Magic Monday: Routine Maintenance

“Magic Monday” posts help you start the week off right. Monday is a great day to review and regroup; if you set your time to startmind to it, you can make this your best week yet. Thank gosh it’s Monday!

“Be regular and orderly in your life, so that you may be violent and original in your work.” -Gustav Flaubert

Who has two thumbs and is so not a morning person? That would be me. I am even worse in the wintertime; I think one of my parents must have been a grizzly bear. Most people, however, think that I am generally pretty well put together and pretty “with it” at work.
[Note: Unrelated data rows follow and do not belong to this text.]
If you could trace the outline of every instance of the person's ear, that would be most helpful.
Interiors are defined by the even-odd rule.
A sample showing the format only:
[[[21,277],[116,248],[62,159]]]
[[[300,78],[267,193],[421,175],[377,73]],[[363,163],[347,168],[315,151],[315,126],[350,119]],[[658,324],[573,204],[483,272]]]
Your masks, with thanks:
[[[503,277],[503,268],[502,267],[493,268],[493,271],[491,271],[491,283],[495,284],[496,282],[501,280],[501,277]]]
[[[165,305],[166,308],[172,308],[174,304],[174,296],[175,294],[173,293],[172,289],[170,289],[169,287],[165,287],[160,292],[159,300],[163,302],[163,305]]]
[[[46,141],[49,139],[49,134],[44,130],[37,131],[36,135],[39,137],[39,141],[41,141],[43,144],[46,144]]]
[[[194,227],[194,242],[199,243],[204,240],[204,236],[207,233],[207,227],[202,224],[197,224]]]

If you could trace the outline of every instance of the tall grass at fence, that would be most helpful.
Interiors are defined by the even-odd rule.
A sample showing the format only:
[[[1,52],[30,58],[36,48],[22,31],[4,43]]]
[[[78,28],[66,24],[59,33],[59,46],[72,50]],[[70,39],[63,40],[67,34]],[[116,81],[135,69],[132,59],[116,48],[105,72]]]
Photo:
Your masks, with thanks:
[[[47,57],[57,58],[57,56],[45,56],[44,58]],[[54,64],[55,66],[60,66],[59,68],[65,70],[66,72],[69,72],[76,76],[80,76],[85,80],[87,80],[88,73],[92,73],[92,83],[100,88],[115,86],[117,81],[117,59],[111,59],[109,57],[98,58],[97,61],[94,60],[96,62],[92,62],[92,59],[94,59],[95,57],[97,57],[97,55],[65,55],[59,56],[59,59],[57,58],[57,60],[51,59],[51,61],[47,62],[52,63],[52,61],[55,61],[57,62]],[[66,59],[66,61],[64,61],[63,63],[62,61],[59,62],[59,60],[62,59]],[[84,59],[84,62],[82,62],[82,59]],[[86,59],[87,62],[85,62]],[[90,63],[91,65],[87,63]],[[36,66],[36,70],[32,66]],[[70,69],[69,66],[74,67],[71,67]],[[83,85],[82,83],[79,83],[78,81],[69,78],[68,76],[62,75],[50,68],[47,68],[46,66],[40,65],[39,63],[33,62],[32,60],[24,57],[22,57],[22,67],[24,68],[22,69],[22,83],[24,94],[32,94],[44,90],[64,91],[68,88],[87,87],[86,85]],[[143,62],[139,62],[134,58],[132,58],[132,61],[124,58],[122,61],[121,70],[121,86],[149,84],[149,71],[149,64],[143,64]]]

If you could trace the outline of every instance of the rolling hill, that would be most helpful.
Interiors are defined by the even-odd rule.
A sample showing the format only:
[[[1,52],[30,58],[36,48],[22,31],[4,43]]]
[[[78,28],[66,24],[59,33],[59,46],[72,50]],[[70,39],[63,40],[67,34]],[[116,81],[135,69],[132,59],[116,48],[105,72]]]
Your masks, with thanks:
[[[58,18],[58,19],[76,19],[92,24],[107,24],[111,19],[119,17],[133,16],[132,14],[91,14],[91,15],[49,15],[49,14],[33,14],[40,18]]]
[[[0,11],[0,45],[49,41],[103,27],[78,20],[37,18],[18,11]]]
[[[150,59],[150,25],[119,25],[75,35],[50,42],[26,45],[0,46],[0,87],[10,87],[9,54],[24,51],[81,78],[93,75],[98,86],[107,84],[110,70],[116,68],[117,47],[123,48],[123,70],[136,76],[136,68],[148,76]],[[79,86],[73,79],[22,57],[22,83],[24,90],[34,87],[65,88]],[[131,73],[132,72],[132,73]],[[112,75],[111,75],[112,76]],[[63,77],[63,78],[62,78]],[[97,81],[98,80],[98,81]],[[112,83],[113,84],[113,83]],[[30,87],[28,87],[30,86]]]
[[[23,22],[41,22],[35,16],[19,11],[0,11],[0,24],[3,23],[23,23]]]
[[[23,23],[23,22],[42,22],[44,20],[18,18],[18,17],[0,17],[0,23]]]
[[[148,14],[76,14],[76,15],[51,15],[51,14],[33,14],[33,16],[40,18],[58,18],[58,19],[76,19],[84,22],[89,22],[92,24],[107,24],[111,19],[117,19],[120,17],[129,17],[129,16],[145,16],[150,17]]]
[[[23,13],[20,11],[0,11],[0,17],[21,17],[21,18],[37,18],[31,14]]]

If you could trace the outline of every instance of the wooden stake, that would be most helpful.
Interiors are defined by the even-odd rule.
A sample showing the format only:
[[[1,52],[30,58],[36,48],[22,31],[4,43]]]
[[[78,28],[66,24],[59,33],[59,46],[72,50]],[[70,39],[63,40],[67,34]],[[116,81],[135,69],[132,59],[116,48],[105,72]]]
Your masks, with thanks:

Routines are the secret to my success, both in development and in life.

There was a time when I thought routines would mess with my creativity. Artistic, imaginative people don’t need routines, I told myself. Routines are for stuffy corporate types with nannies and personal assistants. I am super, and amazing, and should have no problem being über competent. Then, surprise surprise, real life happened. Let’s just say I’ve seen the light and hope to never stray again.

I would assert that the first and most important routine you can put in place is an evening routine, and I’m not just saying that because I’m a night owl. Though it sounds counter-intuitive, a good evening routine helps take the pressure off your mornings, so that you can arrive at work on time, relaxed, and ready to be a superhero for your organization.

But Kylie, you say, I don’t have time. Well, you do. Factor in the time you will save in the morning. Turn off the TV a little earlier at night (chances are it’s overstimulating you anyway). Your routine doesn’t have to be two hours of scheduled activity. The nice thing about a routine is that, once it becomes ingrained, you hardly notice you’re doing it and can accomplish it in no time.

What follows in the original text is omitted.